Edith received the highest fine, but she definitely wasn’t alone: Rosa Ortez Cruz, another mom in sanctuary in North Carolina, was being fined over $314,000. Advocates said the ridiculous amounts were intentional, too: The Washington Post reported that “In the rare instances” when fines were previously imposed, “they have been lower, about $1,000, said Laura Lynch, senior policy counsel for the American Immigration Lawyers Association.”
ICE has also done this knowing these are working families that have been depending on the generosity of congregations for shelter, and that have been trying to find ways to sustain their families while in sanctuary. Juana Luz Tobar Ortega, a North Carolina mom who has also been in sanctuary for two years, has used her sewing machine “to make aprons and pillows she can sell to the community,” and has “also started a catering business from the church’s kitchen,” where she makes tamales to sell.
Back in Ohio, Edith has lived at Columbus Mennonite Church since October 2017, when the agency decided that a mom with no criminal record and two decades in the state needed to be deported. Edith recently got to share her story with 2020 Democratic presidential candidate Julián Castro, saying that perhaps “This moment can help me with my case to show the community exactly what is going on.”

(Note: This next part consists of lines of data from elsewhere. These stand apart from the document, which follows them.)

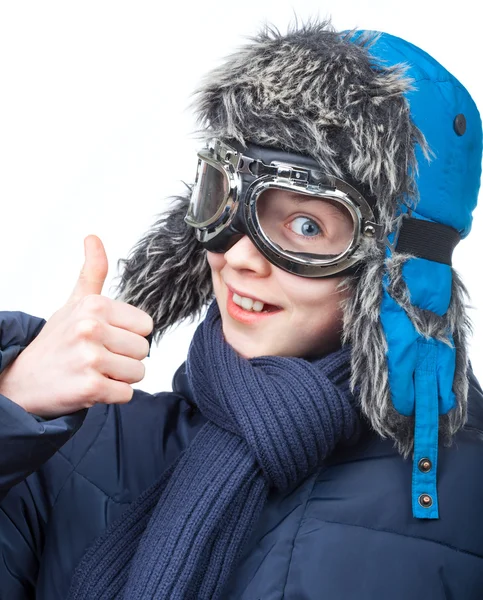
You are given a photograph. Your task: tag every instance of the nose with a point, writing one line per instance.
(244, 256)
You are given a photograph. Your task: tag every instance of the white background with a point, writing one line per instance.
(95, 131)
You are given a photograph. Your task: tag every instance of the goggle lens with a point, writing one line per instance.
(304, 225)
(210, 193)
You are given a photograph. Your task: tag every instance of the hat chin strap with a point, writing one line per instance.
(421, 366)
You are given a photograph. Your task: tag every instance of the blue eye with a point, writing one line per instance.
(305, 226)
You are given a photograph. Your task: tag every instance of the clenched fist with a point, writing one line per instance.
(89, 351)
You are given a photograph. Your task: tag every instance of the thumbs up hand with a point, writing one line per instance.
(88, 352)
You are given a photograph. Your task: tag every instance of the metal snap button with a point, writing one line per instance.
(459, 124)
(425, 500)
(425, 465)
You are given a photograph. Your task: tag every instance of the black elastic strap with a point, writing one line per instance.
(426, 239)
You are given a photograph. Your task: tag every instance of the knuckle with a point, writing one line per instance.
(137, 373)
(94, 304)
(146, 323)
(93, 358)
(88, 329)
(91, 390)
(144, 350)
(122, 394)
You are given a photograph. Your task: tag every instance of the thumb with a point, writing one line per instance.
(94, 270)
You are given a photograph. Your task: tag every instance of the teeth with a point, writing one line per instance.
(248, 303)
(258, 306)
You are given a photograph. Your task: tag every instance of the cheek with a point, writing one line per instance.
(216, 261)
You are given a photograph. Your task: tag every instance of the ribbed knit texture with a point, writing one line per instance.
(271, 422)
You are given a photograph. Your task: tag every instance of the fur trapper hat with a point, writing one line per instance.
(372, 107)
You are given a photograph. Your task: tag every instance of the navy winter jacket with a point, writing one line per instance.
(346, 533)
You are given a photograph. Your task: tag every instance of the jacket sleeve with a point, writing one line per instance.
(26, 440)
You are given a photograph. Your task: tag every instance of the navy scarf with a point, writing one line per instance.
(271, 422)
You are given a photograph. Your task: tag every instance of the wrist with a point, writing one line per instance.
(9, 388)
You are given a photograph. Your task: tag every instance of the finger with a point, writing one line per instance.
(115, 392)
(121, 368)
(94, 271)
(126, 316)
(126, 343)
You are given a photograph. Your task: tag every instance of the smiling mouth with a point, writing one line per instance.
(251, 305)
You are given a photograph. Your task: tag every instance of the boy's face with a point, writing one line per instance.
(304, 318)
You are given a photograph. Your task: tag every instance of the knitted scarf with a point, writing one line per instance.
(271, 422)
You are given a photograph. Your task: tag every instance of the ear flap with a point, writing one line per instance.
(167, 274)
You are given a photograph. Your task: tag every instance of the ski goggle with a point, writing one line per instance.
(299, 218)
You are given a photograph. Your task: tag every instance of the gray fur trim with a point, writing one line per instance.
(363, 329)
(167, 274)
(315, 92)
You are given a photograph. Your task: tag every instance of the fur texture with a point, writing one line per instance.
(315, 92)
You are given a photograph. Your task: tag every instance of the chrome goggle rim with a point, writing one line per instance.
(210, 228)
(227, 160)
(352, 200)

What’s going on is that ICE is using our taxpayer dollars to harass and sweep up people just trying to provide for their families, from factory workers in Mississippi, to construction workers who have spoken out about dangerous conditions they’ve been subjected to, to Rosa and Juana Luz and Edith. “I wanted to come here today,” Castro said during his visit, “because Edith’s case is one [like that] of so many people who are caught up in an immigration system that’s broken, of human beings that are suffering because our laws are bad.”